Bio and Samura are from the two biggest ethnic groups, Mende and Temne respectively. A total of 108274 votes cast for the APC, 959,040 were from North-West regions dominated by the Temnes and a total of 1,097,482 votes cast for SLPP, 735,037 were from polling stations in the South-East and South-West populated by the Mendes.
However, political division along ethnic and regional lines risks plunging the country into social upheaval. Bio, on Radio Democracy on Sunday warned against using the ethnic card to win vote. Kamara, on Monday told AYV television channel that he had talked to Bio on the phone on how they could work together to prevent ethnic tension and violence ahead of the runoff.
Unfortunately, some supporters of Bio and Kamara are preaching ethnic hatred, ignoring the message their candidates are sending through the media.
Local media reported on March 15th, 2018 that police in the Southern district town of Bo had to deal with violent clashes involving supporters of the SLPP and APC. The increasing political violence in Sierra Leone ahead of the second round of the presidential election has prompted the international community to urge for calm.
A joined statement issued on March 15th, 2018 and signed by the diplomatic missions of US, UK, EU, Germany and Ireland expressed concern about the escalation of violence and called on the government to investigate and bring the perpetrators to justice. They also called on the political leaders to renew calls for peaceful conduct of their supporters and followers.
Appeals have come from politicians, civil society and the diplomatic community. The Sierra Leone Association of Journalists (SLAJ) described the trend of political discourse as “ugly” for the country’s nascent democracy and warned it had a potential to undermine the peace and stability of the country.
The African Press Agency on March 20, 2018 talked to voters selling in Sani Abacha Street, asking them if they will vote along ethnic lines in the next runoff. Street vendors have illegally occupied about 20 percent of the two-way Sani Abacha Street in the capital city center of Freetown. Both APC and SLPP governments have promised to end vendors’ occupation of streets including Sani Abacha.
However, majority of respondents said the ability to continue selling in Abacha Street was what they would defend at the ballot box on March 27th, 2018.
Isatu Kamara, who had to move her table full of vegetable to the corner to give way for a passing delivery truck, said she cared less about the ethnic background of Bio and Kamara. She will vote for anyone promising to let them sell in Sani Abacha Street.

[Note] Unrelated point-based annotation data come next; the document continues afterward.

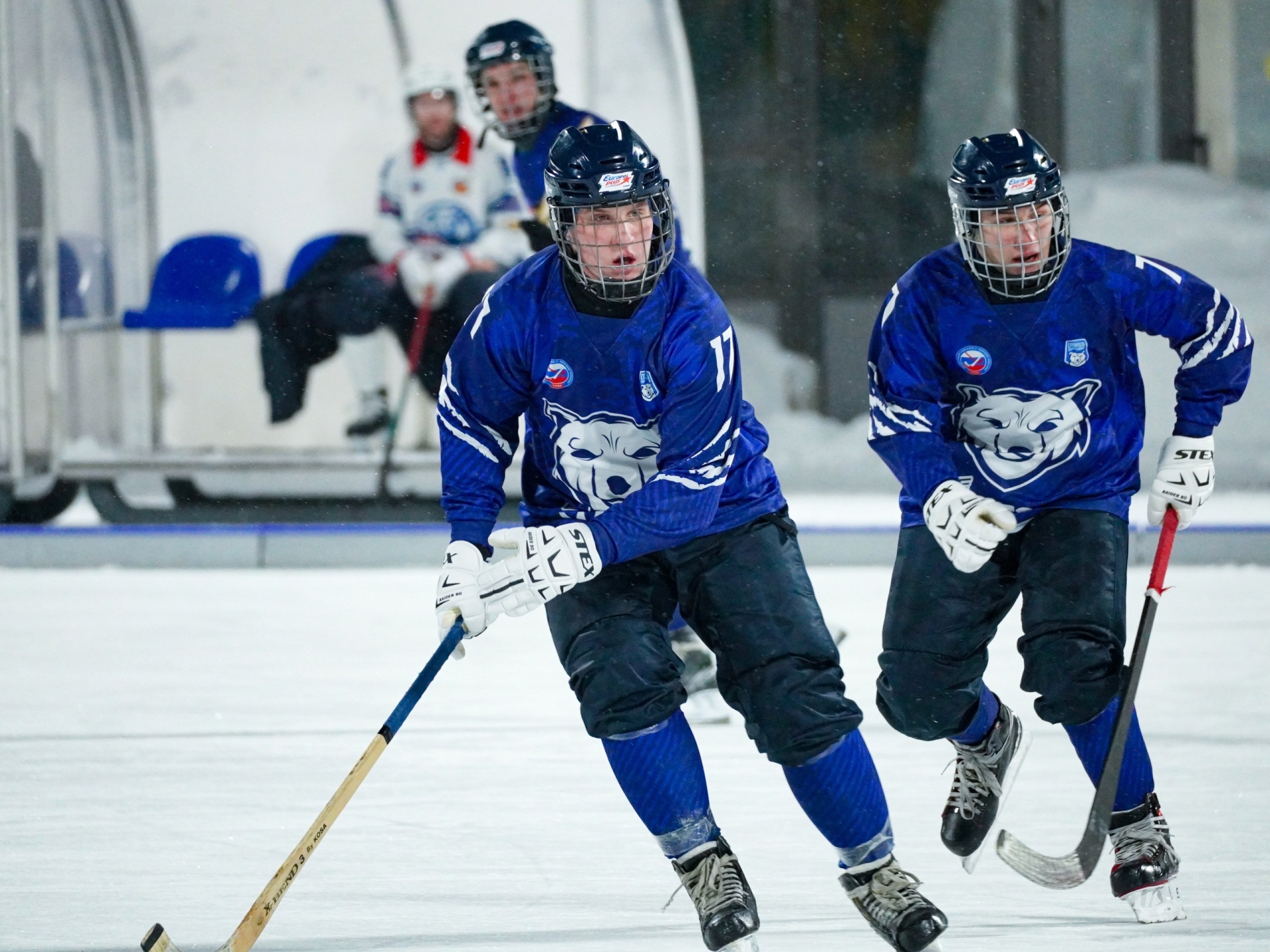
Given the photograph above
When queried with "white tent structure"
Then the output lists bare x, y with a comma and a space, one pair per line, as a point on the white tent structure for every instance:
142, 122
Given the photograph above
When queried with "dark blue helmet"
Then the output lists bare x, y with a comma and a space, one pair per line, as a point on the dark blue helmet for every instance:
1010, 214
513, 41
610, 210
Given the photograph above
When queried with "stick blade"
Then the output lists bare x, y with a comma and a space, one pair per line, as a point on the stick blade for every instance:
1061, 873
158, 941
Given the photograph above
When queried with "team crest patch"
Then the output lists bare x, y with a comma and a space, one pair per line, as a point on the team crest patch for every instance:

A single mother with four children, Isatu added that she could not afford to feed her family if the City Council decides to remove her from the street without providing public market as an alternative.
Sierra Leone is still recovering from the 2014 catastrophic Ebola outbreak and the deadly mudslide that claimed over 1000 lives on August 14th, 2017. Weak state and economic institutions with low political and economic participation have sunk the country into widespread poverty.
According to the United Nations Development Program’s (UNDP) Multidimensional Poverty Index (MPI) in 2013, 77.5 percent of Sierra Leone’s population are multidimensionally poor.
However, debate over ethnic division in politics have overshowed the discussion on how Sierra Leone could lift millions out of poverty or provide clean drinking water, food, shelter, healthcare, education and transportation, electricity and road infrastructure for its 7 million population.
According to the 2012 year book of ‘Science for Changing the World’, “Sierra Leone ranked among the world’s top 10 producers of diamond and rutile by volume.”
Minerals worth $1.1 billion accounted for 71 percent of export revenue in 2012, employing 3 percent of the total workforce, according to the Ministry of Mines and Mineral resources of Sierra Leone (MMR).